March 8th, 2010
Hellams’ Nashville
The art scene in Nashville has been picking up steam over the past few years, and although it’s very much still dominated by the music scene, there are some very welcome signs of life. Not that the music scene is anything to turn one’s nose up at, because the history here is pretty exquisite, and some of the landmark names in music have origins or experiences here. It continues to be a thriving place for musicians and music lovers, and there are hotels right here to help make any visit here more than nice, and often you’ll want to come visit twice.
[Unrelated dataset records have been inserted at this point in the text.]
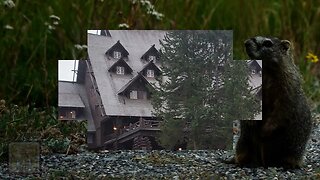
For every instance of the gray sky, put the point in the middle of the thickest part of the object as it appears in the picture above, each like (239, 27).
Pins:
(65, 68)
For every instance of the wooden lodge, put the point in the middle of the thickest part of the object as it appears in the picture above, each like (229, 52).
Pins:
(112, 90)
It’s difficult to avoid the fantastic choices available in live music here, and there’s no real good reason to avoid it. People exploring all genres are finding niches here in Nashville, and there’s something exciting to listen to every night of the year. But there is an interesting performance scene here as well, and the visual art scene is awfully interesting, and in the case of people like David Hellams , performance art and visual art come together to make fascinating and confounding works that interrogate how we structure our realities. His body of work has elusive and disparate elements that all come together in an uneasy part of the consciousness, and this seems to be precisely the point.
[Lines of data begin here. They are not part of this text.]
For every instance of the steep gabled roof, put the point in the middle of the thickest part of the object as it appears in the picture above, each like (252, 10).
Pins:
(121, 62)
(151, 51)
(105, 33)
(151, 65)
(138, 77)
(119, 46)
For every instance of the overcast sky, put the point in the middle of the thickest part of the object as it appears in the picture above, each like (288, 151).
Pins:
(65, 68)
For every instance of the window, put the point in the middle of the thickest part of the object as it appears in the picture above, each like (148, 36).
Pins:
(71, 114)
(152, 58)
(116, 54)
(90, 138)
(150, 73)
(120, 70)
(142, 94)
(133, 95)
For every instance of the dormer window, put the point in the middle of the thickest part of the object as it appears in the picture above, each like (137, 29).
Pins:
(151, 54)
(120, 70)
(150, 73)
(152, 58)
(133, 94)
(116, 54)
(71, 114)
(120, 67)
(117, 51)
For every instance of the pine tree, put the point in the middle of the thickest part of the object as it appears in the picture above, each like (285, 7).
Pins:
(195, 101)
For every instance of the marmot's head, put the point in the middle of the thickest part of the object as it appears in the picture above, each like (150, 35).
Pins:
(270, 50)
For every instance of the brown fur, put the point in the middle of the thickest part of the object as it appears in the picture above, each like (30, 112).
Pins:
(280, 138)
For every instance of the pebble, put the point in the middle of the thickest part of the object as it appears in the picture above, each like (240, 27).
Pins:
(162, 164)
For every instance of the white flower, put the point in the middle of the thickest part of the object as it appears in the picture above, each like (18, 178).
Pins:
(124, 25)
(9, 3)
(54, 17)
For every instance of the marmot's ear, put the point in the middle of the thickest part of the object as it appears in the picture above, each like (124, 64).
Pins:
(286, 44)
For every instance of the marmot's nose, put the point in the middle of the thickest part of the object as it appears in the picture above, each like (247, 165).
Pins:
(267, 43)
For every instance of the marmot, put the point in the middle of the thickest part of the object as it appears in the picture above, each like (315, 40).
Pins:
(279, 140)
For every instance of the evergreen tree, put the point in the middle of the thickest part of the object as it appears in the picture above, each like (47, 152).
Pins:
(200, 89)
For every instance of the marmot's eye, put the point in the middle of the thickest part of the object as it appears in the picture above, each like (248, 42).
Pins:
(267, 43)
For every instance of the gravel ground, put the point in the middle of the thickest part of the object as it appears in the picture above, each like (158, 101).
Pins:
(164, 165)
Or perhaps it’s one point among many. There are detailed sketches of Richard Simmons and other pop iconographies, and performance works where he goes through the streets at night holding a chair as if he’s just about to sit down or stand up. It’s a brink point, or an edge, a moment before something is about to happen. He bases his ideas on the symbolists, remixing them with a more contemporary definition of symbol to move it into the realm of representational art. The notion that the work is representational might be doubly confounding for some, and reassuring for others, but at the very root it’s extraordinarily interesting, and it will be even more interesting to see how his work develops in a city that is open enough to make room for new ideas.